Files
openclaw/docs/providers/elevenlabs.md
2026-05-04 07:16:48 +01:00

124 lines
4.3 KiB
Markdown

---
summary: "Use ElevenLabs speech, Scribe STT, and realtime transcription with OpenClaw"
read_when:
- You want ElevenLabs text-to-speech in OpenClaw
- You want ElevenLabs Scribe speech-to-text for audio attachments
- You want ElevenLabs realtime transcription for Voice Call or Google Meet
title: "ElevenLabs"
---
OpenClaw uses ElevenLabs for text-to-speech, batch speech-to-text with Scribe
v2, and streaming STT with Scribe v2 Realtime.

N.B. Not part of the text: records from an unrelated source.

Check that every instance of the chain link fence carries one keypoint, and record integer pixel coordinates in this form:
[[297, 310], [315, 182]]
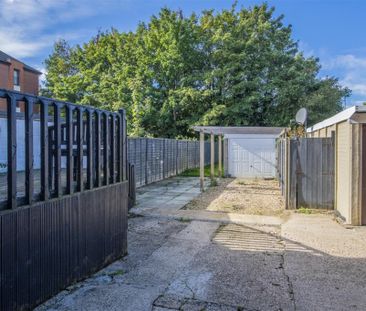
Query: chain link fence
[[155, 159]]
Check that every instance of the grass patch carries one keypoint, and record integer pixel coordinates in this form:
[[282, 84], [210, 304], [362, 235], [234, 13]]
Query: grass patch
[[184, 219], [195, 172], [213, 182]]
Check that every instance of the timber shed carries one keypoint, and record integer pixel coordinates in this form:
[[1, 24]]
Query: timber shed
[[349, 130]]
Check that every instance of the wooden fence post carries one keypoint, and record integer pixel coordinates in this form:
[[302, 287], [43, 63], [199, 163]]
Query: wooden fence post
[[202, 160], [220, 155], [212, 156]]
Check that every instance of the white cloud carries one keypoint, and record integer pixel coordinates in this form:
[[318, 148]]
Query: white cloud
[[351, 70], [28, 26]]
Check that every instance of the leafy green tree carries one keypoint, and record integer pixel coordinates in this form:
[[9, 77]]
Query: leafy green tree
[[234, 67]]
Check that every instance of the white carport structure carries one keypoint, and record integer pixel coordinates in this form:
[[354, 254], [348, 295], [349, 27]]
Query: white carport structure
[[249, 152]]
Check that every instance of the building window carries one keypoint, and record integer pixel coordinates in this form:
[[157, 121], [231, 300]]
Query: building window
[[16, 78]]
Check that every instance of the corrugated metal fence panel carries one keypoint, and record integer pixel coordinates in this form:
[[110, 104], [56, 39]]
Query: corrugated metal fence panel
[[159, 158]]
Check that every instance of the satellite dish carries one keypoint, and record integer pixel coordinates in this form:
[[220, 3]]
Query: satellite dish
[[301, 116]]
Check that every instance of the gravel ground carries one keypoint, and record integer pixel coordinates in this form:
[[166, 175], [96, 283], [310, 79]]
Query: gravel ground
[[242, 196]]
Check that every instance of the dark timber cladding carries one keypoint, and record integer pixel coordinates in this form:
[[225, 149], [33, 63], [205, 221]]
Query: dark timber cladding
[[306, 172], [67, 230]]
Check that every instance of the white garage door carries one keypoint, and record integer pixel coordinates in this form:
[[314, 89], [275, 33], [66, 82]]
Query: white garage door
[[251, 157]]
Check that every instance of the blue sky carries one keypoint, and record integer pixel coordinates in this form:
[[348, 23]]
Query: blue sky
[[332, 30]]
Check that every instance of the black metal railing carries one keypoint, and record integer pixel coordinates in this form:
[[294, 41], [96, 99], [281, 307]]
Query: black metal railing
[[81, 148]]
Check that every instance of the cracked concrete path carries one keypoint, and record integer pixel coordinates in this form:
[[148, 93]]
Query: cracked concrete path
[[308, 263]]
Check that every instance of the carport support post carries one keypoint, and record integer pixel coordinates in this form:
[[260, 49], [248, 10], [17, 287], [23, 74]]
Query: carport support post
[[202, 160], [212, 156], [220, 155]]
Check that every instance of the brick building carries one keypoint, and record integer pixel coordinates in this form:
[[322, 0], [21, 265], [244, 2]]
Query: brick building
[[15, 75]]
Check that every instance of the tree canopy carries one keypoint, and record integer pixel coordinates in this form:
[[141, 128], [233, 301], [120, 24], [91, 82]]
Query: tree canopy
[[234, 67]]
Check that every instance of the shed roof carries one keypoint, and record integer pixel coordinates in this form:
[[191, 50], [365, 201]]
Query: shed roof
[[225, 130], [350, 114], [5, 58]]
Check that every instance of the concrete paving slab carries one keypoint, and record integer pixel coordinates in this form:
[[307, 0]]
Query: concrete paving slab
[[189, 260]]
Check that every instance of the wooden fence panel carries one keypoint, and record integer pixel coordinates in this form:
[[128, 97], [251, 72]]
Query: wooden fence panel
[[310, 180]]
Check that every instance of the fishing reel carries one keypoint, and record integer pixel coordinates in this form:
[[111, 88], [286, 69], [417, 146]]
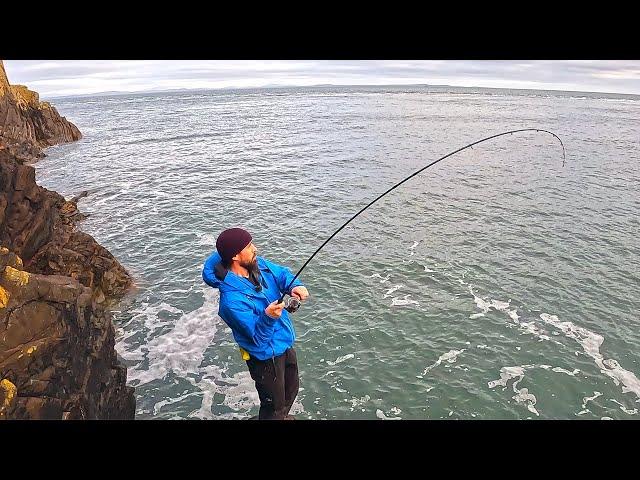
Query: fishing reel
[[291, 304]]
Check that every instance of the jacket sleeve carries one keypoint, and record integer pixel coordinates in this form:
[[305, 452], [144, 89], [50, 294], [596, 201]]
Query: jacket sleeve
[[208, 274], [283, 277], [241, 316]]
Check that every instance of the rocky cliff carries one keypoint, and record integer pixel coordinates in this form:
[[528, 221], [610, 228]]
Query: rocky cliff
[[57, 357]]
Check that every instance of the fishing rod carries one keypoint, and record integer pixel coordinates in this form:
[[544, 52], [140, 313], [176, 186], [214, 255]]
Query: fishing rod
[[293, 303]]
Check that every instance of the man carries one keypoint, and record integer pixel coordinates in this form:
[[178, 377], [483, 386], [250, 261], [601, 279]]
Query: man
[[250, 288]]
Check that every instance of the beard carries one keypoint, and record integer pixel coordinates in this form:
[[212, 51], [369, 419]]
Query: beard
[[252, 265]]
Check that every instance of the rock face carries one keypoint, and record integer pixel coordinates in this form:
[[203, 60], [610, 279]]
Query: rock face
[[57, 357], [28, 125]]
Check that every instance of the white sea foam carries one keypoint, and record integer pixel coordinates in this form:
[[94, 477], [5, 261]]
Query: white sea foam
[[591, 343], [377, 275], [180, 350], [380, 414], [392, 289], [341, 359], [399, 302], [449, 357]]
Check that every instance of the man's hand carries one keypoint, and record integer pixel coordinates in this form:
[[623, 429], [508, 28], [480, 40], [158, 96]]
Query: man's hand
[[274, 310], [300, 293]]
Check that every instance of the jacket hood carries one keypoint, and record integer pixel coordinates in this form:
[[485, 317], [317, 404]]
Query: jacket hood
[[216, 276]]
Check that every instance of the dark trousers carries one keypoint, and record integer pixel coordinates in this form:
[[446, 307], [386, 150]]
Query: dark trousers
[[277, 383]]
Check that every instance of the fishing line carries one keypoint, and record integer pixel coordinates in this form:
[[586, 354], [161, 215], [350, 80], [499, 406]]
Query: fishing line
[[294, 303]]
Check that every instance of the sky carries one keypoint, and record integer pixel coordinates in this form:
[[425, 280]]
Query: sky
[[81, 77]]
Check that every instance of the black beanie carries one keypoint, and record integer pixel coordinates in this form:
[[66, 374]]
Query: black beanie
[[231, 242]]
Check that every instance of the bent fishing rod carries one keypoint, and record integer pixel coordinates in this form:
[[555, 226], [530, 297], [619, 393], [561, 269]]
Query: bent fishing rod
[[294, 303]]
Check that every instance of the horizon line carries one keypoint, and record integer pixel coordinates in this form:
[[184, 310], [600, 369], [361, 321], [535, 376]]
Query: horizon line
[[325, 85]]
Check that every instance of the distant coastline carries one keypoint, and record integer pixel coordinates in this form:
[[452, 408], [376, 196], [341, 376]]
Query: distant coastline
[[521, 91]]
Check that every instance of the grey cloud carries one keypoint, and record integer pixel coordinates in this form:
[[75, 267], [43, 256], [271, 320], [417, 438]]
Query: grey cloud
[[68, 77]]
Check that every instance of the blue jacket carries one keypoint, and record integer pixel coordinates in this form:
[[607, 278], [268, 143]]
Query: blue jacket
[[242, 307]]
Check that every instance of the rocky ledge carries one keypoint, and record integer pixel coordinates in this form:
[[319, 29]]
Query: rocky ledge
[[57, 356]]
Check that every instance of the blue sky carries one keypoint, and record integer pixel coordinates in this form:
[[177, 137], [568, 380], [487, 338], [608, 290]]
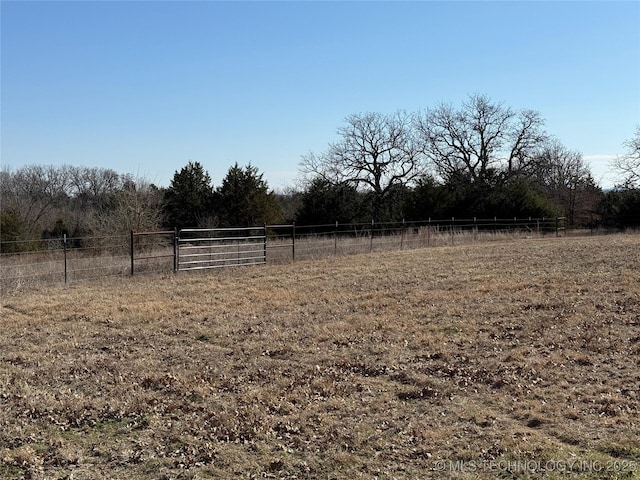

| Capability | OpenClaw surface | Default |
| ------------------------ | -------------------------------------------------------------------- | ------------------------ |
| Text-to-speech | `messages.tts` / `talk` | `eleven_multilingual_v2` |
| Batch speech-to-text | `tools.media.audio` | `scribe_v2` |
| Streaming speech-to-text | Voice Call streaming or Google Meet `realtime.transcriptionProvider` | `scribe_v2_realtime` |
## Authentication
Set `ELEVENLABS_API_KEY` in the environment. `XI_API_KEY` is also accepted for
compatibility with existing ElevenLabs tooling.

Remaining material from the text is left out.